The most commonly reported symptoms during colonoscopy for CRC patients included gastrointestinal bleeding, abdominal pain, weight loss, anemia, and constipation. Our research did not reveal statistical differences when comparing patients above 50 with younger patients. Nonetheless, certain symptoms and signs such as constipation (45.45% vs. 32.21%), abdominal pain (66.23% vs. 58.33%), rectal pain (28.57% vs. 19.57%), anemia (61.04% vs. 54.05%), stool narrowing (22.08% vs. 14.19%), and palpable abdominal mass (12.99% vs. 8.78%) were more frequently reported in EOCRC patients. There is a vital need to enhance awareness about EOCRC, as young CRC patients often lack knowledge about the disease, attributing their symptoms to benign conditions25. Health professionals are also more inclined to postpone diagnostic testing, such as fecal occult blood tests or colonoscopies, in younger individuals26.
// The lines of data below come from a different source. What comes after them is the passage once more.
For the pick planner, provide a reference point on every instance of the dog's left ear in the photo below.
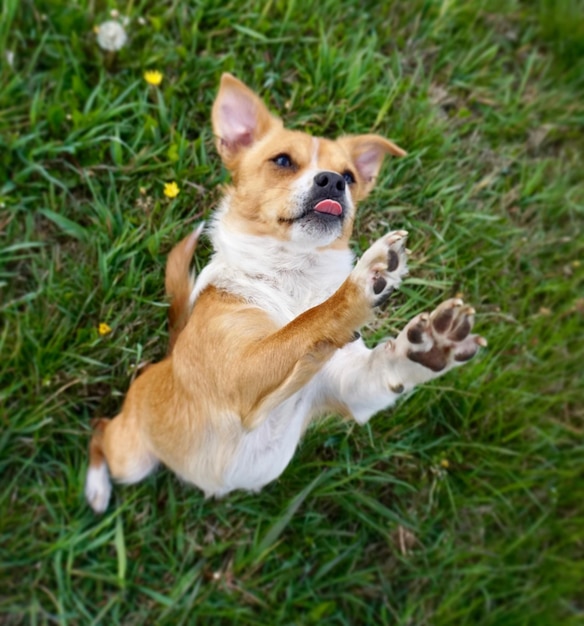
(367, 153)
(240, 118)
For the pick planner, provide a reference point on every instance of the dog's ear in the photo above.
(367, 153)
(240, 118)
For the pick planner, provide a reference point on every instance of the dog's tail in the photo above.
(179, 283)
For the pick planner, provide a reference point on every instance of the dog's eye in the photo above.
(349, 178)
(282, 160)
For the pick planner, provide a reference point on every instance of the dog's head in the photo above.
(287, 184)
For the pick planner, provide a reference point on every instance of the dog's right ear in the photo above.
(240, 118)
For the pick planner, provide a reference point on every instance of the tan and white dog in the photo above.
(265, 339)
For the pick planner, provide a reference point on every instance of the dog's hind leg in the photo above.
(117, 449)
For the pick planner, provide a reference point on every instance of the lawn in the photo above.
(462, 505)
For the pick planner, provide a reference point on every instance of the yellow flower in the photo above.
(171, 190)
(104, 329)
(153, 77)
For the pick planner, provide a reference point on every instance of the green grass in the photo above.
(367, 525)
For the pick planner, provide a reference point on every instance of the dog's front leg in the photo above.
(360, 382)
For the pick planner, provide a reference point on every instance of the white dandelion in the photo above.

Evidence suggests distinct pathophysiology and tumor behavior in EOCRC compared with CRC in patients over 5027. EOCRC often shows a preference for the distal colon, especially the sigmoid colon and rectum9,20. In the study conducted by Holowatyj and colleagues28, cases of EOCRC were stratified into distinct subgroups according to age ranges (15-19, 20-24, 25-29, 30-34, and 35-39 years). The findings elucidated a predominance of left-sided tumors within the 15-19 age cohort, accompanied by a gradual and consistent decline in the prevalence of right-sided tumors among patients aged 20-39 years. Our findings concur with the previous literature, indicating the rectum (31.17%) and sigmoid colon (28.57%) as prevalent sites in younger patients; however, there was no statistical difference when EOCRC cases were compared with patients older than 50. Additionally, no differences were seen in the prevalence ratio when comparing tumor staging by diagnosis age, although it has been suggested that malignancies in young adults may present different biology, are often diagnosed at more advanced stages, and have a poorer prognosis29-31.
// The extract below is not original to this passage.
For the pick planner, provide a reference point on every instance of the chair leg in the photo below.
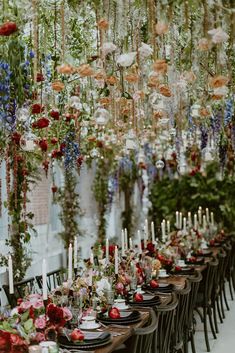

In individuals under 50 diagnosed with CRC, there was a notably higher incidence of mucinous adenocarcinoma (27.27%) and signet ring cell adenocarcinoma (20.78%) (p < 0.001), and these were more likely to be poorly differentiated (16%) compared to their older counterparts (6.09%) (p < 0.01). These histopathological patterns align with prior studies indicating that EOCRC tends to show more adverse histological features, including perineural venous invasion, signet ring cell histology, and positive surgical margins27,28,32.
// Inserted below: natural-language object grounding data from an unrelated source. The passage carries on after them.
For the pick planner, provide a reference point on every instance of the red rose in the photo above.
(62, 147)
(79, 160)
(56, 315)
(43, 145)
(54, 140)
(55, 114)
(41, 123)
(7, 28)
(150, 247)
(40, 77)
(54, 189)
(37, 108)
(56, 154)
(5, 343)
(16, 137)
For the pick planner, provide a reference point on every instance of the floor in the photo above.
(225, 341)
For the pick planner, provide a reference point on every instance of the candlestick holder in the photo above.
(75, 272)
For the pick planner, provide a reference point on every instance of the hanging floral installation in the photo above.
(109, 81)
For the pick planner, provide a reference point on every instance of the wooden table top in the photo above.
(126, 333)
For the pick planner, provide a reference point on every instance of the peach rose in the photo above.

The study faced limitations in its conduct and analysis. The array of variables, particularly comorbidities, was limited. Due to its cross-sectional design, the study cannot provide conclusions with substantial statistical weight regarding factor associations. Also, confirmatory diagnostic molecular analyses were not performed for genetic syndromes associated with CRC, suggesting the need for further longitudinal studies with larger sample sizes and stronger levels of evidence and degrees of recommendation.
Conclusions
This investigation offers an insight into the characteristics of EOCRC within a Latin American cohort, uncovering data on sociodemographic, clinical, endoscopic, and histological variables. Given the increasing prevalence of EOCRC, a shift in the management of this cancer type is imperative. Heightened awareness and the introduction of prevention, control, and early detection strategies are crucial areas to be addressed in the upcoming years worldwide.